Manhattans it counsels to me!
Just think of all the lost revenue from reducing DUIs. We can't have that.
It will be interesting if deaths from other causes go down during this lockdown. I don't think it will be significant. The highways, for example, still seem to be pretty busy.
Not in CA. It is like weekend traffic today.
>>so you can drink that White Claw guilt-free
not if anyone else knows you drink White Claw
"It gluten free!"
I'm not really sure how having an infected person deliver your food is great for quarantine. Are delivery drives uniquely immune to disease?
I'm not seeing where anyone is suggesting repealing age requirements on alcohol.
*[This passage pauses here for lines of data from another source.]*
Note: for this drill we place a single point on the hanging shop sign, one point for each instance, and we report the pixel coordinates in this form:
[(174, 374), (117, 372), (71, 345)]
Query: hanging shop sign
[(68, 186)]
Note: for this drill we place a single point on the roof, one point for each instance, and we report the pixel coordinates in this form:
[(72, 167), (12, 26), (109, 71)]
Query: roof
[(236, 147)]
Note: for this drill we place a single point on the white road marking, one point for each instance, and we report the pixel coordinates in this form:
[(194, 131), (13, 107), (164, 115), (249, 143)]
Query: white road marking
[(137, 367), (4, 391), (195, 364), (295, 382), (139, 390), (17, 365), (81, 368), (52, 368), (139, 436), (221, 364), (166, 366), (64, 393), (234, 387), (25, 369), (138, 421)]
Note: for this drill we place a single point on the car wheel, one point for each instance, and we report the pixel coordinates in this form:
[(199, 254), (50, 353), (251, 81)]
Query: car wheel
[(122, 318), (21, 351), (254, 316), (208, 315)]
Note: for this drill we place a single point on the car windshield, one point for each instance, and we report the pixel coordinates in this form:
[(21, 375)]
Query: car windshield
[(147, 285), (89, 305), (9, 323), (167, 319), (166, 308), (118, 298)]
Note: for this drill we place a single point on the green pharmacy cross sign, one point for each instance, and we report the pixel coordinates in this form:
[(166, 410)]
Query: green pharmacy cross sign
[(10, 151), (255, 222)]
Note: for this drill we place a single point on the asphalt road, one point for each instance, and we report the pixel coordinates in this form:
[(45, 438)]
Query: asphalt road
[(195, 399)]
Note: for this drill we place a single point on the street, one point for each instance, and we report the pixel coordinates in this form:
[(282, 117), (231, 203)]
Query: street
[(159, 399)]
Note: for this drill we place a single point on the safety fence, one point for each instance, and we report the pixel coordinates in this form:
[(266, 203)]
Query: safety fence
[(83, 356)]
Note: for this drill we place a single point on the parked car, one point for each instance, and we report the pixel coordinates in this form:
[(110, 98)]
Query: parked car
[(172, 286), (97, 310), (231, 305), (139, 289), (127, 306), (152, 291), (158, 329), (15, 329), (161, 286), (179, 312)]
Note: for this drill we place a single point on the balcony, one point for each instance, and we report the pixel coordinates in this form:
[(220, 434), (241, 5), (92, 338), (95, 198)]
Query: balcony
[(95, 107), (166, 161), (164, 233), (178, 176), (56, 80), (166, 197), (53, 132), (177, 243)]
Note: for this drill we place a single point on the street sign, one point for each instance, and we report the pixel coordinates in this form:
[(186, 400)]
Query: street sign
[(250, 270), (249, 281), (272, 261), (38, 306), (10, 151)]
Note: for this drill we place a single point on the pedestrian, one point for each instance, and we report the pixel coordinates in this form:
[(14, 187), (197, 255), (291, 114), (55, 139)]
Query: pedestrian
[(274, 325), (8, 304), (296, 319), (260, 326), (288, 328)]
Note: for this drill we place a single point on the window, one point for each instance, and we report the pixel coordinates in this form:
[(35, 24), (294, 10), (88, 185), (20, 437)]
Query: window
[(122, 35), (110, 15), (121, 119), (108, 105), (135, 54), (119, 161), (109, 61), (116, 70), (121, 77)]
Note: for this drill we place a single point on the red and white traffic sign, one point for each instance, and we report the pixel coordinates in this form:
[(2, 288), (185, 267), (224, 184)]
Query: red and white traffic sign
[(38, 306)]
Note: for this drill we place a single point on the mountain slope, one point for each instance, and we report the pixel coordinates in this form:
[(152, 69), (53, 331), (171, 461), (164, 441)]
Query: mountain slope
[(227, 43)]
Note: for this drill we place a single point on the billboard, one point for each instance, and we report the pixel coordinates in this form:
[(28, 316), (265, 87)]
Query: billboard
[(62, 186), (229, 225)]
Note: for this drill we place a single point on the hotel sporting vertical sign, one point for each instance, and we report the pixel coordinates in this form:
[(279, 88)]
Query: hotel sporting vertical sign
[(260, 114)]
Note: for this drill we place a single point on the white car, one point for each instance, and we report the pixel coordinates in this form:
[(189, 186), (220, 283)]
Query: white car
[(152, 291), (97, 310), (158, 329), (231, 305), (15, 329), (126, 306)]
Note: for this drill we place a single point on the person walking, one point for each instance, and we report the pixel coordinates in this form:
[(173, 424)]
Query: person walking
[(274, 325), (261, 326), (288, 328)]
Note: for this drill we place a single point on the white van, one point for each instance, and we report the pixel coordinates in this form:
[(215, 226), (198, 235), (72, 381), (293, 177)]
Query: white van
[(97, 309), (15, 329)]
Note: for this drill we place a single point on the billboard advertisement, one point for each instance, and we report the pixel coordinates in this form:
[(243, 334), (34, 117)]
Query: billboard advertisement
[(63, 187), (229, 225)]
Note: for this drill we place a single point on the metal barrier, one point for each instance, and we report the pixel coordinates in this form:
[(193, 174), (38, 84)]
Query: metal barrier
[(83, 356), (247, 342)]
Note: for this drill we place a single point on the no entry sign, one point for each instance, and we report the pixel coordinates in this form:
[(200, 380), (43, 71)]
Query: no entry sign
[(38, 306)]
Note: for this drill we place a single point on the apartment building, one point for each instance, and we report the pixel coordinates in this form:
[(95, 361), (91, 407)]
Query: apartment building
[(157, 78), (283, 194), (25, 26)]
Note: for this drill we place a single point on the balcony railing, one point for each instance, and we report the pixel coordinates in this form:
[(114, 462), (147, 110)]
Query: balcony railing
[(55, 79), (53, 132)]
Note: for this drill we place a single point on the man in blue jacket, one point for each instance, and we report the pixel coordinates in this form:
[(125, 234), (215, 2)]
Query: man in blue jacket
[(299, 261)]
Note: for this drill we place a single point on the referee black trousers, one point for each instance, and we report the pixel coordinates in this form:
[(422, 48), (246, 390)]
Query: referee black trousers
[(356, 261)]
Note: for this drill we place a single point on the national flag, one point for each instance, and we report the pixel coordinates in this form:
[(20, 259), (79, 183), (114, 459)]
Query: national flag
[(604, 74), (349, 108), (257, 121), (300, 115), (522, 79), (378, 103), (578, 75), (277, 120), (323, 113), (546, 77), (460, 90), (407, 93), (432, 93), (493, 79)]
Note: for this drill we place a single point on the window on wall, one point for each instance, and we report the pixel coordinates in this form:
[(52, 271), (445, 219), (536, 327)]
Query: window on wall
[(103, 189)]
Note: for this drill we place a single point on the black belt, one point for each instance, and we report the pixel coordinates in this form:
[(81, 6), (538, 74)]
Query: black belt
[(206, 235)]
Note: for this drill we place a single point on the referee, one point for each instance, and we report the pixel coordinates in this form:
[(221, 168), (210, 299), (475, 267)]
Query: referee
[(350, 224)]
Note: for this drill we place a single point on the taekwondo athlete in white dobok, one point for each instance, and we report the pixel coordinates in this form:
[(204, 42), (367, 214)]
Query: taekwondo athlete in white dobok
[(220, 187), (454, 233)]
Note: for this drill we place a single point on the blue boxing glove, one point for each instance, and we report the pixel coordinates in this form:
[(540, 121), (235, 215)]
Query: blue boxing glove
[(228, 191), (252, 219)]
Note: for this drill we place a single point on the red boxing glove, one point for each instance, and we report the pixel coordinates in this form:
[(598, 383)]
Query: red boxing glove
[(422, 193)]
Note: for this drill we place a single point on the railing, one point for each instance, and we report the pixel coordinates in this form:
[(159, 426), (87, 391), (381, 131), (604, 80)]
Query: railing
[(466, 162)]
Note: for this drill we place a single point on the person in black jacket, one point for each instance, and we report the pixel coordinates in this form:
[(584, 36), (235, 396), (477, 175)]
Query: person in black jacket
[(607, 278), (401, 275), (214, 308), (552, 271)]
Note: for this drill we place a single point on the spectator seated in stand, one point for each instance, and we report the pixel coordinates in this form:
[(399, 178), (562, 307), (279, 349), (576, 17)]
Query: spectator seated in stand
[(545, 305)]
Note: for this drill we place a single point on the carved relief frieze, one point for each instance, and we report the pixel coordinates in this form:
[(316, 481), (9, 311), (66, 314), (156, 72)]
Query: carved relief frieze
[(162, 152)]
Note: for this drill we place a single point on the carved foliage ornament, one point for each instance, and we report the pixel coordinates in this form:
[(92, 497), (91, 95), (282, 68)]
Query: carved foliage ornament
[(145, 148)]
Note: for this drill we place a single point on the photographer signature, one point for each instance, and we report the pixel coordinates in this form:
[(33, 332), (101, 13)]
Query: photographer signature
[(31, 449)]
Didn't they just raise the legal age of smoking not that long ago?
I agree that it's a bit silly that these laws exist, but the reason for getting rid of them being some pandemic seems just as silly.
Not only that, but they've inadvertently acquiesced to the idea that pointless regulations actually harm some of the most vulnerable—in this case, small business owners, decimated by a national emergency.
Those small business owners were decimated by the government, on purpose. Throwing them a bone this small seems...laughable. Let us not pretend that this is a serious lessening of the regulations that serve to crush small business. Alcohol sales during previously limited times aren't going to make up the difference of government lock-downs or public panic let alone both.
Then again, is a drunk person going to notice the twenty dollar fee (hyperbole) tacked onto the price of their six-pack for delivery? Will they even care?
Consider how many people those poor junk food jockeys have come into contact with before they darken your door. What part about isolation don't/won't people understand?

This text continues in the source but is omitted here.